Sabrina e Thiago correram para perto de Samuel para saber o que a carta dizia.
Samuel leu a carta:
Para Samuel, Sabrina e Thiago.
Sei que vocês estão proibidos de retornarem à fazenda, devido aos estranhos casos que rodeiam a casa, porém as coisas saíram do controle e a presença de vocês aqui é essencial.
Sei também que vocês podem estar pensando que esta carta não passa de uma brincadeira. Eu fui dada como morta, quando na verdade eu me encontrava reclusa, presa na casa de debaixo da árvore, há muitos dias fora de mim, esperando por um pouco de luz.
Sim, as coisas saíram do controle e a mãe de vocês assumiu o meu lugar. A Suzana está presa e o João, inacreditavelmente desapareceu da fazenda, é preciso que vocês retornem o mais breve possível para juntos colocarmos um fim em tudo.
Ass. Milena Storzi
Todos ficaram sem reação, eles não podiam acreditar no que estava acontecendo, não era algo fácil de entender.

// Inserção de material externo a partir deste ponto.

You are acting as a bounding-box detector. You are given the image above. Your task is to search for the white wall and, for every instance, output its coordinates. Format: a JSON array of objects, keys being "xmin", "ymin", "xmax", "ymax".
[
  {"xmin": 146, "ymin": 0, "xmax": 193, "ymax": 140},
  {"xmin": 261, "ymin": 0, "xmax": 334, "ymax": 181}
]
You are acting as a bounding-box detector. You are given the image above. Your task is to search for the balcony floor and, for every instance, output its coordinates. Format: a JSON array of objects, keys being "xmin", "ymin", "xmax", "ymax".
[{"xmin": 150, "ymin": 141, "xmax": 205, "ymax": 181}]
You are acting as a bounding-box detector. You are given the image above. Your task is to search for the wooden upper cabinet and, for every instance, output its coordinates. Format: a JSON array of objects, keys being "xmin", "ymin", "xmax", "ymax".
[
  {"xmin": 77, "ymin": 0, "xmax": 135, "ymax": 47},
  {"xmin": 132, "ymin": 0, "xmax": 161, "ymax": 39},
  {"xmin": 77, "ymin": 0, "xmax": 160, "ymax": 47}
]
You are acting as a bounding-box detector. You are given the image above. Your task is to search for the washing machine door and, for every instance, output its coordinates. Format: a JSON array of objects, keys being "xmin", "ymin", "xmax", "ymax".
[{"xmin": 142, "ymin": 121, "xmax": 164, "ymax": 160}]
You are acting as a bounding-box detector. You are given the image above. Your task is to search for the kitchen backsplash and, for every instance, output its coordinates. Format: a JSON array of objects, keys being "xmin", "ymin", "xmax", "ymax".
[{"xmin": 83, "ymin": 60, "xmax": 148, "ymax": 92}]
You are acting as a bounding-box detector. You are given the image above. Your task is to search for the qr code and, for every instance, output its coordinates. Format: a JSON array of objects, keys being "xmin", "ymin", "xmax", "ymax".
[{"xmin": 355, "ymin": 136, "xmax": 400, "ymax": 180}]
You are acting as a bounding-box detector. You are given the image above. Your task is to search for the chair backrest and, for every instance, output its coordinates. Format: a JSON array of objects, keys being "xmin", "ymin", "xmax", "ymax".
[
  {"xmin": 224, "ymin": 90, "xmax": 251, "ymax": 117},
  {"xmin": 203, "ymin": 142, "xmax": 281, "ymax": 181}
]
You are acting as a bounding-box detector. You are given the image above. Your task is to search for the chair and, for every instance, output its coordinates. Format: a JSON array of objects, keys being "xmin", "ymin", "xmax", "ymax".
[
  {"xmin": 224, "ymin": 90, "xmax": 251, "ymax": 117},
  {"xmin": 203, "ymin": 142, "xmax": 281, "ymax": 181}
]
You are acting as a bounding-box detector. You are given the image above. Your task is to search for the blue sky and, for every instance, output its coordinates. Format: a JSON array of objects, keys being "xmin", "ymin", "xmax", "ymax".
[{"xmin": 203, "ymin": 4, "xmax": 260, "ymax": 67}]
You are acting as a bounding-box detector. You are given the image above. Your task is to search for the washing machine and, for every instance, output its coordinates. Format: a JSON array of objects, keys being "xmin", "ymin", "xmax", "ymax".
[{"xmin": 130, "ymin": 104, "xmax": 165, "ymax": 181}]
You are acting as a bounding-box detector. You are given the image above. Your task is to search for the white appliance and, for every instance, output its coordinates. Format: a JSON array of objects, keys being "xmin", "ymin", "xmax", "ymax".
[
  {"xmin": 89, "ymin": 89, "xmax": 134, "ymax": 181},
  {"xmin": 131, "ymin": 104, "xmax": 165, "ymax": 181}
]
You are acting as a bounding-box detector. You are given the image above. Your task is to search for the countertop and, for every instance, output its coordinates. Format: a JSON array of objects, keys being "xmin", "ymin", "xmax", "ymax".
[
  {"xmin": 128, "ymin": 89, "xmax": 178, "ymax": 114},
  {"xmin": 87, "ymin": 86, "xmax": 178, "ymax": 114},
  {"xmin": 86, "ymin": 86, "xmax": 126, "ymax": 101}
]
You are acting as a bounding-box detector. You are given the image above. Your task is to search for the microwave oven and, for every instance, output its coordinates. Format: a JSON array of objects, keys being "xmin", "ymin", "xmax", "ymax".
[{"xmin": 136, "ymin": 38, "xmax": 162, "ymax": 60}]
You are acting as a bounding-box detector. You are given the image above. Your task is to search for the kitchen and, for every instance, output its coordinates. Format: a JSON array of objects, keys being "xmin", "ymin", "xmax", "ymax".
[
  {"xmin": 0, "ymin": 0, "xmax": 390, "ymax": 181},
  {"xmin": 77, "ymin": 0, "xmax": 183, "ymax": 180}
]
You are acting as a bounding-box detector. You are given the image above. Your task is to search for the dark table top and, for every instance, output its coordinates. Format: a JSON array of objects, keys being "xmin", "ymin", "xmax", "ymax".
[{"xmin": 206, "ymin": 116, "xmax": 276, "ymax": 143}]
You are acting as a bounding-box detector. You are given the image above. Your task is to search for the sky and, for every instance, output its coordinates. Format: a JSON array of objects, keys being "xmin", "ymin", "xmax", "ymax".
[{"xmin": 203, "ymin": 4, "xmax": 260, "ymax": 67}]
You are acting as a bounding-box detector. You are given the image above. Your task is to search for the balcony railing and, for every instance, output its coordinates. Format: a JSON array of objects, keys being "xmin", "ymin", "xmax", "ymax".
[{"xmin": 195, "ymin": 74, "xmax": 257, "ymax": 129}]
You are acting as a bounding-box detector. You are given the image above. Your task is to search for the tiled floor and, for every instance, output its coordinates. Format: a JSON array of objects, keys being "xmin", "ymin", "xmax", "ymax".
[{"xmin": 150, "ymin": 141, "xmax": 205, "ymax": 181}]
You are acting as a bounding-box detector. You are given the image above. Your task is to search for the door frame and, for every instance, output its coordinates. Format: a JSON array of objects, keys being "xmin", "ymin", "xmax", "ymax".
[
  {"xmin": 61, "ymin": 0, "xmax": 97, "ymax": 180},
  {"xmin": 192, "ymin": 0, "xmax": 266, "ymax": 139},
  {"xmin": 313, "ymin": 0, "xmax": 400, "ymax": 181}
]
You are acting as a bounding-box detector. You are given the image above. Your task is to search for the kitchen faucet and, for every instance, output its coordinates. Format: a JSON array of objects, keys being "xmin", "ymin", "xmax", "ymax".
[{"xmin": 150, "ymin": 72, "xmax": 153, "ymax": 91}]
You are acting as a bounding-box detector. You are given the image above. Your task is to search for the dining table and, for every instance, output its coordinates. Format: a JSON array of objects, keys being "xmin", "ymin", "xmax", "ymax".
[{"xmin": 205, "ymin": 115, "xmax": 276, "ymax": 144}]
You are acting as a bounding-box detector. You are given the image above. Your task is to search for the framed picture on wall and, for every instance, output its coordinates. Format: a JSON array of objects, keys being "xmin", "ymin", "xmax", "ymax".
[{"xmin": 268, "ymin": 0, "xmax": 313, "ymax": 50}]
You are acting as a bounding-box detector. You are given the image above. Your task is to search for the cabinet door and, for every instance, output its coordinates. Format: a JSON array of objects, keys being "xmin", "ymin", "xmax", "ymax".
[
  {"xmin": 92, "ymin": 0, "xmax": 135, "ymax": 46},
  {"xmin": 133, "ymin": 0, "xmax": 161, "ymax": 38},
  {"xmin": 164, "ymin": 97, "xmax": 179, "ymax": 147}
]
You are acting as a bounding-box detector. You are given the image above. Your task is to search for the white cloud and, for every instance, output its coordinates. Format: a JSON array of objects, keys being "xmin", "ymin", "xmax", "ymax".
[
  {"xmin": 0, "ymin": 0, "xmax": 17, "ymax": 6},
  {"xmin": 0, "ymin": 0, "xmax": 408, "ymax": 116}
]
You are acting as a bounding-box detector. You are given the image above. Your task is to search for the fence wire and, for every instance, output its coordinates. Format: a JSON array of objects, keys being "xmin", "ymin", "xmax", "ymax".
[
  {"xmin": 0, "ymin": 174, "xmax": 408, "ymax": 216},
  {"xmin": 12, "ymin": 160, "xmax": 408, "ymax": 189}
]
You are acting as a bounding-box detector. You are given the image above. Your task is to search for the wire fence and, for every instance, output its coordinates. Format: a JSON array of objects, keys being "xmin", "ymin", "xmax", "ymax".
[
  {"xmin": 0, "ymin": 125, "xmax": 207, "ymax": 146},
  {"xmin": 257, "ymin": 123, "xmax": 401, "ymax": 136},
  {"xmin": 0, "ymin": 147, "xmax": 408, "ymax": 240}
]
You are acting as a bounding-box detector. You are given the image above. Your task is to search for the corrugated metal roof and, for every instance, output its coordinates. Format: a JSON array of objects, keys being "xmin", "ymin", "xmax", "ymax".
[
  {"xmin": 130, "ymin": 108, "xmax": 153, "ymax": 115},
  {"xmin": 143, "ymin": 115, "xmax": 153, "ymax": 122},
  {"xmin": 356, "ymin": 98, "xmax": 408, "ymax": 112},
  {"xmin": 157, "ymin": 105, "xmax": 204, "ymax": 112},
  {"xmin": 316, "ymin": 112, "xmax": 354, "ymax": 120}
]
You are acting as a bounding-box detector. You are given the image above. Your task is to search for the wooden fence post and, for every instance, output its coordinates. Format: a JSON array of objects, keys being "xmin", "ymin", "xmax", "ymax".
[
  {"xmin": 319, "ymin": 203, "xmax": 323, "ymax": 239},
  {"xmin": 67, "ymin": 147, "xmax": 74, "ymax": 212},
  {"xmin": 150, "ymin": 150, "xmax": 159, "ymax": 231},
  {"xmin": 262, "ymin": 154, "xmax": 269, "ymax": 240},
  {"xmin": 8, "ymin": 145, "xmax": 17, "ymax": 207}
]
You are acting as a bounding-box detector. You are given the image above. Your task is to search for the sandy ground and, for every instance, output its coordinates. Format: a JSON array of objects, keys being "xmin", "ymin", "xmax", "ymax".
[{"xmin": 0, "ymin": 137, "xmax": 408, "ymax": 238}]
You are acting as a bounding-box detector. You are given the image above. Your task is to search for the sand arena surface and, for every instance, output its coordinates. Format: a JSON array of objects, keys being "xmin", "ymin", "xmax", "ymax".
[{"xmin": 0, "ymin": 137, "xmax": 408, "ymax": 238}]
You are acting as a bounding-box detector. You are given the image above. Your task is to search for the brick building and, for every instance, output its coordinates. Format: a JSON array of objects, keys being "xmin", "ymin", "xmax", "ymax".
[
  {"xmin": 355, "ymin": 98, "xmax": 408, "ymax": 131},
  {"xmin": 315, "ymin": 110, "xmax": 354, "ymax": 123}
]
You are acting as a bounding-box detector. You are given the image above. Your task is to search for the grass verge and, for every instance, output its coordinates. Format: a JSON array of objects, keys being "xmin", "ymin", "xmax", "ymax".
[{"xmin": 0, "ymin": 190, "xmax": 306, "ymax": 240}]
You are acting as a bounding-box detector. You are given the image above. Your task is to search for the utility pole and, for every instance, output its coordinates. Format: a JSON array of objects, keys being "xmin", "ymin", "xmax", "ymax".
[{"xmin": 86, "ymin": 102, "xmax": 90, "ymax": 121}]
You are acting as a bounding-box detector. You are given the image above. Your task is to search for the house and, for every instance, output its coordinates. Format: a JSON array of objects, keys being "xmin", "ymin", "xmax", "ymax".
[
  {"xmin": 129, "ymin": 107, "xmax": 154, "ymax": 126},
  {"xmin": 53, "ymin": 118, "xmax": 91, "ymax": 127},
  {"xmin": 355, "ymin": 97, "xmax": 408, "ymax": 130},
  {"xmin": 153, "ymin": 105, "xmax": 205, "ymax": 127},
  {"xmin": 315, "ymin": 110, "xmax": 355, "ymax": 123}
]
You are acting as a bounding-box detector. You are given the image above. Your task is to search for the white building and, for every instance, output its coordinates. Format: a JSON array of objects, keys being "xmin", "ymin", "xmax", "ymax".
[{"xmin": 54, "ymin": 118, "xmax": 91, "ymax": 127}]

-Não é uma brincadeira, é verdade- disse Samuel, ele dobrava a carta e colocava cuidadosamente dentro do envelope, era como se ele tivesse recebido uma notícia trágica- temos que saber o que está acontecendo em casa.
-Não podemos!- gritou Sabrina, ela sentou-se no sofá em um só movimento e levou as mãos ao rosto, colocando os dedos entre os cabelos. Sabrina não queria retornar à fazenda e não sabia mais o que dizer.
-Bia, eu concordo com o Samuel, temos que ir- disse Thiago cruzando seus braços finos de um adolescente de dezoito anos que não se importa muito com a aparência, uma pessoa apaixonada pelo conhecimento- precisamos retornar, eu também não gosto daquele lugar, mas é preciso, você sabe.
Jacque estava comovida com a reação dos seus amigos, no entanto não pôde deixar de perceber que Adriano tinha ido para o quarto desde que recebeu sua carta, e estava preocupada por ele também.
-Bia, nós temos que nos arrumar- disse Jacque apoiando a ideia de Samuel de voltar à fazenda- eu vou para casa e você vai para a fazenda, vamos ter que nos separar de novo, infelizmente.
-Jacque, eu não consigo...
-Eu vou com vocês- disse Adriano voltando para sala- eu quero ir com vocês. Desde que eu me conheço como gente eu sou amigo de vocês, e vocês me ajudaram em meus maus momentos e esta é a minha vez de ajudar a vocês. É a amizade.
Logo, Sabrina não se sentia tão presa aos seus temores e já até concordara em retornar à sua antiga casa, no entanto todos sabiam que mais difícil de convencer Sabrina, seria convencer Jacque de ir também.
Todos deram uma leve virada de rosto em direção a Jacque.
-Eu tenho medo do escuro, vocês sabem- disse Jack com os olhos brilhantes de lágrimas- mas mesmo assim eu concordo em ir para a Fazenda Verde Lar.